Friday, April 17, 2009

Price Wars

The Bertrand homogeneous oligopoly model shows us that industries that have only a few firms can end up setting prices equal to marginal cost if the firms compete on price. Hence, one of the implications is that if firms compete on prices, that firms will end up in a price war. Over time as I find examples of price wars I will add them to this blog.

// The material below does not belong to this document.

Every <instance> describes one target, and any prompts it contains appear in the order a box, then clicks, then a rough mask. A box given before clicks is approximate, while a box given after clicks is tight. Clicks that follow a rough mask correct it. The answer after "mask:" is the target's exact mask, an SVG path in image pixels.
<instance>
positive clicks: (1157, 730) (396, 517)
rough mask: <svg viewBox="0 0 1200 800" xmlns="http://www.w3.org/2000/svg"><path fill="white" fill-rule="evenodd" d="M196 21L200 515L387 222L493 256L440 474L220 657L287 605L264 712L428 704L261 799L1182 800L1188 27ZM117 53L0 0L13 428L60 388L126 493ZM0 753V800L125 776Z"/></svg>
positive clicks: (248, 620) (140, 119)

Video Game Console Players
Here is a brief article on the possibility of a price war in the video game console player market.

Gasoline
Here is a short story on price wars in Pasenda California for retail gasoline, and some of my comments.

On-line Books
Walmart and Amazon were in a price war in the on-line book market.

Equity Clearing Services
Firms in the European stock clearing market have begun a price war.

2 comments:

Jeff Yager said...

When you say, "compete on price", do you mean that this is because their products are so similar that price is the main reason a consumer who choose product A over B? Does the Coke vs. Pepsi wars work like this? I seem to view that as more of a marketing war.

Stacey said...

What I mean by "competing on price" is that firms use price as their primary means of selling the good or service. For example, gasoline is a product that competes on price. Most of the advertising is on price, although not all is that way.

As for Coke and Pepsi, they compete on the product (or quantity) and this can be done as you say with ad or marketing competition, along with product taste and perception.